The amount of pain that we have learned to live with is shocking. More than a third of the world’s population is in some type of pain, most or all of the time. In the United States, the number of people who live with chronic musculoskeletal pain is almost double the number of people who suffer from heart disease, stroke, cancer and diabetes combined.
The myth that our bodies will inevitably break down and that we must experience pain as we age is so ingrained in our belief system that few people stop to wonder why this breakdown occurs and if it might be avoidable. As a result, research funding is spent on developing new drugs that help us manage pain conditions and new surgical techniques that fix worn-out joints, rather than on investigating the underlying cause of musculoskeletal pain and degeneration.
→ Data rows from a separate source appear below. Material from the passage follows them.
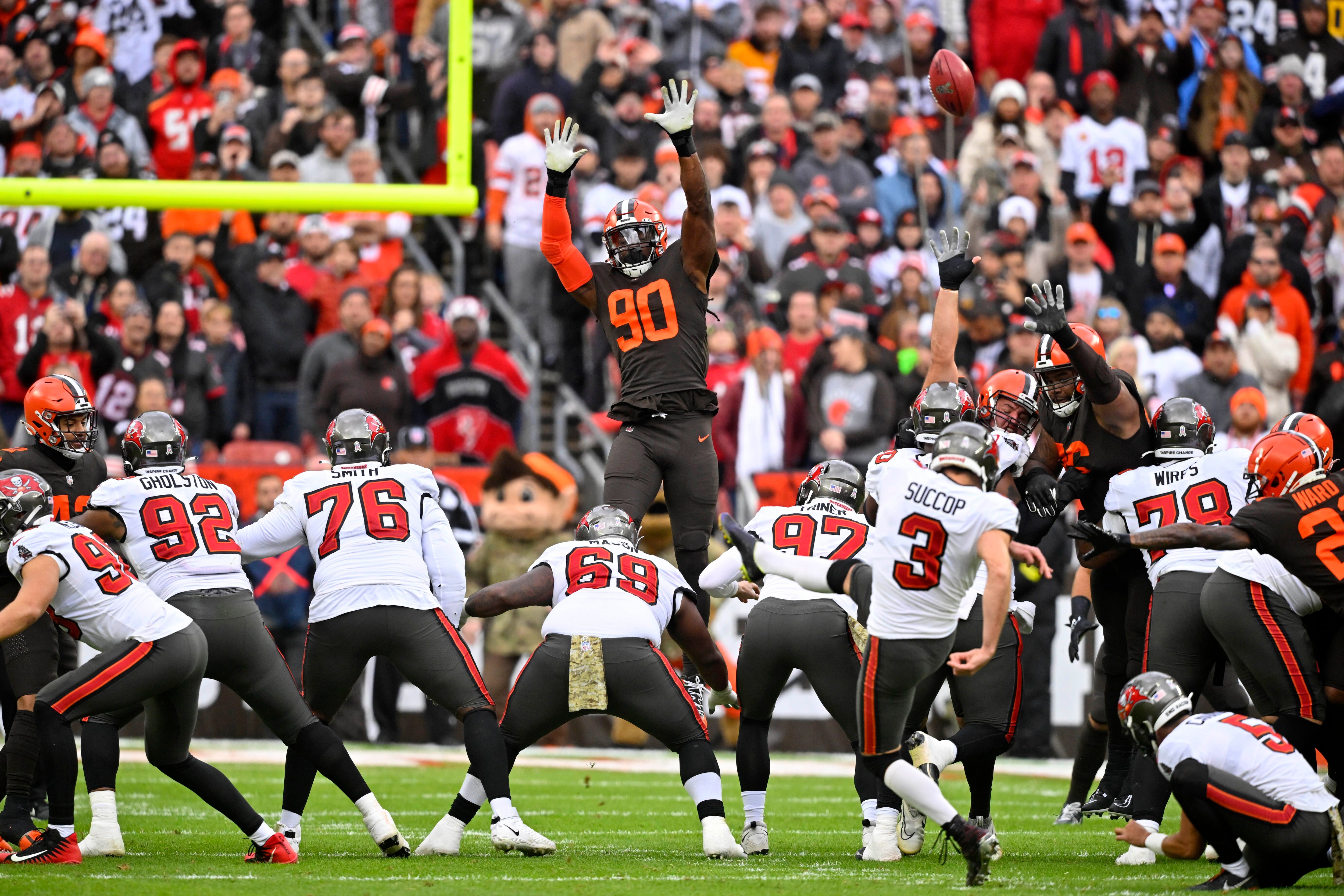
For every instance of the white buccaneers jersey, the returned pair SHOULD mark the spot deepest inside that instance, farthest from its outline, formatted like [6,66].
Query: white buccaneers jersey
[179,530]
[924,549]
[1089,148]
[605,590]
[99,601]
[820,528]
[1249,750]
[521,174]
[1206,491]
[377,532]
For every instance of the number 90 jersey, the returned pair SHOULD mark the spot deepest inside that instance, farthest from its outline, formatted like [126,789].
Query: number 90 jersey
[99,600]
[179,530]
[924,549]
[377,532]
[1206,491]
[605,590]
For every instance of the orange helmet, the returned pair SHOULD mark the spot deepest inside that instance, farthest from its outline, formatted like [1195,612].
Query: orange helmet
[1312,428]
[1280,463]
[1018,389]
[1058,378]
[50,404]
[635,237]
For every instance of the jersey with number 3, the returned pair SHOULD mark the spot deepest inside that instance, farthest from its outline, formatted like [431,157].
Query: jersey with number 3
[924,549]
[179,530]
[1249,750]
[607,590]
[99,600]
[1206,491]
[377,532]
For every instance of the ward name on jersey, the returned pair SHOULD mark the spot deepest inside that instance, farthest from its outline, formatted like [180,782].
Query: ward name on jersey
[377,532]
[605,590]
[820,528]
[1249,750]
[99,598]
[924,549]
[1206,491]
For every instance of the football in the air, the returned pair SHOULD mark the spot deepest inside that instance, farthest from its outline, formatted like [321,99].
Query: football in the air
[952,84]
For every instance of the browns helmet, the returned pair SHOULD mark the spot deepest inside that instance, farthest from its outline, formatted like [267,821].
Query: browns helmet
[1312,428]
[1009,402]
[635,237]
[50,405]
[1060,381]
[358,437]
[937,406]
[1280,463]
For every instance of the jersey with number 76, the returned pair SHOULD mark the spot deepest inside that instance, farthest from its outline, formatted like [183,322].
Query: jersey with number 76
[377,532]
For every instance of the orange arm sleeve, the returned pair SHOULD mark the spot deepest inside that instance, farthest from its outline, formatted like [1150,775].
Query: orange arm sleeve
[558,248]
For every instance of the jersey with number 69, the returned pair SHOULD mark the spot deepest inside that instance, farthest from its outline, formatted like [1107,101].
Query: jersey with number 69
[377,532]
[1249,750]
[1206,491]
[924,549]
[820,528]
[179,530]
[605,590]
[99,600]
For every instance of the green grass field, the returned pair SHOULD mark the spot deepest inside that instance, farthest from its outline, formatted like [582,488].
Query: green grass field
[617,833]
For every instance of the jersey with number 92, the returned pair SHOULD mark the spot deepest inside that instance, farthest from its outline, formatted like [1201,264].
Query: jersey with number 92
[607,590]
[179,530]
[1206,491]
[377,532]
[924,549]
[99,600]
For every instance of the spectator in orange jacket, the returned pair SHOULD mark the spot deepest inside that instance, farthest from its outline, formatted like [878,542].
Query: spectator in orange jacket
[1265,272]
While there are many causes of chronic pain, including cancer, autoimmune conditions and neuropathy, the majority of us who experience musculoskeletal pain and physical degeneration do so because of the way that we habitually use our bodies—the way that we stand and move, day in and day out.
As humans, most of our muscular patterns are learned rather than preprogrammed. A vast array of factors, including our physical and emotional environment, the way we react to stress, our personality, the injuries we sustain, and sports and other physical training contribute to the muscular patterns we develop. It is our incredible capacity to learn which sets us apart from all other animals, and which makes it inevitable that we will each acquire a set of muscular patterns that is entirely unique. Unfortunately, our learned postural and movement patterns can cause our muscles to be chronically tight and sore, our joints and nerves to be compressed, and our bones to be stressed often to the point of causing actual damage to the structure of our bodies.
The fact that the way we habitually stand and move leads to pain and degeneration is not news. Many health professionals recognize this fact, yet they continue to try to fix our musculoskeletal problems by manipulating the structure of our body. When their techniques have limited success, our chronic pain and degeneration seem mysterious. They chalk it up to overuse or old age and assume that there is nothing that can be done.
The life-changing news here is the fact that we have the ability to change the way we stand and move through an active learning process. In the new Somatics book Why We’re in Pain, Clinical Somatic Educator Sarah St. Pierre explains what causes most musculoskeletal pain and degeneration and how we can prevent, alleviate and eliminate our pain. Over the past hundred years or so, with an increased understanding of how our nervous system works combined with a great deal of self-exploration, Somatic educators have figured out exactly how to retrain deeply learned muscular patterns and release subconsciously held muscle tension. With such effective techniques available, it is simply not acceptable for us to believe that we have no control over our pain. The techniques of sensory-motor education developed by Dr. Thomas Hanna will change the way that the medical community and society as a whole think about chronic pain and physical degeneration.
There will come a time—maybe in five years, maybe in fifty—when taking care of our neuromuscular functioning will be akin to eating a healthy diet and exercising. It will be widely accepted that we have just as much of an ability to prevent chronic pain and physical degeneration as we do to prevent heart disease, obesity and diabetes. Getting to this point will require a significant shift in the way we think about our health, as well as fundamental changes in our health care and health insurance systems, but it is only a matter of time.